The Egyptians used gum largely in painting; an inscription exists which states that in one particular instance a solution of Kami (gum) was used to render adherent the mineral pigment called chesteb,[907] the name applied to lapis lazuli or to a glass coloured blue by cobalt.
Turning to the Greeks, we find that Theophrastus in the 3rd and 4th century b.c. mentioned Κόμμι as a product of the Egyptian Ἂκανθα, of which tree there was a forest in the Thebaïs of Upper Egypt. Strabo also, in describing the district of Arsinöe, the modern Fayûm, says that gum is got from the forest of the Thebaïc Akanthe.
Celsus in the 1st century mentions Gummi acanthinum; Dioscorides and Pliny also describe Egyptian gum, which the latter values at 3 denarii [2s.] per lb.
In those times gum no doubt used to be shipped from north-eastern Africa to Arabia; there is no evidence showing that Arabia itself had ever furnished the chief bulk of the drug. The designation gum arabic occurs in Diodorus Siculus (2, 49) in the first century of our era, also in the list of goods of Alexandria mentioned in our article on Galbanum.
Gum was employed by the Arabian physicians and by those of the school of Salerno, yet its utility in medicine and the arts was but little appreciated in Europe until a much later period. For the latter purpose at least the gummy exudations of indigenous trees were occasionally resorted to, as distinctly pointed out about the beginning of the 12th century, by Theophilus or Rogker:[908] “gummi quot exit de arbore ceraso vel pruno.“
During the middle ages, the small supplies that reached Europe were procured through the Italian traders from Egypt and Turkey. Thus Pegolotti,[909] who wrote a work on commerce about a.d. 1340, speaks of gum arabic as one of the drugs sold at Constantinople by the pound not by the quintal. Again, in a list of drugs liable to duty at Pisa in 1305,[910] and in a similar list relating to Paris in 1349,[911] we find mention of gum arabic. It is likewise named by Pasi,[912] in 1521, as an export from Venice to London.
Gum also reached Europe from Western Africa, with which region the Portuguese had a direct trade as early as 1449.

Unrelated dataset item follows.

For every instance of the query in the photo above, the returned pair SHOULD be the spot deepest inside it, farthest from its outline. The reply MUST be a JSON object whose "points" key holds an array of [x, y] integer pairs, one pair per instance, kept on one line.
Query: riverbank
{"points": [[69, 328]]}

Production—Respecting the origin of gum in the tribe Acaciæ, no observations have been made similar to those of H. von Mohl on tragacanth.[913]
It appears that gum generally exudes from the trees spontaneously, in sufficient abundance to render wounding the bark superfluous. The Somali tribes of East Africa, however, are in the habit of promoting the outflow by making long incisions in the stem and branches of the tree.[914] In Kordofan the lumps of gum are broken off with an axe, and collected in baskets.
The most valued product, called Hashabi gum, from the province of Dejara in Kordofan, is sent northward from Bara and El Obeid to Dabbeh on the Nile, and thence down the river to Egypt; or it reaches the White Nile at Mandjara.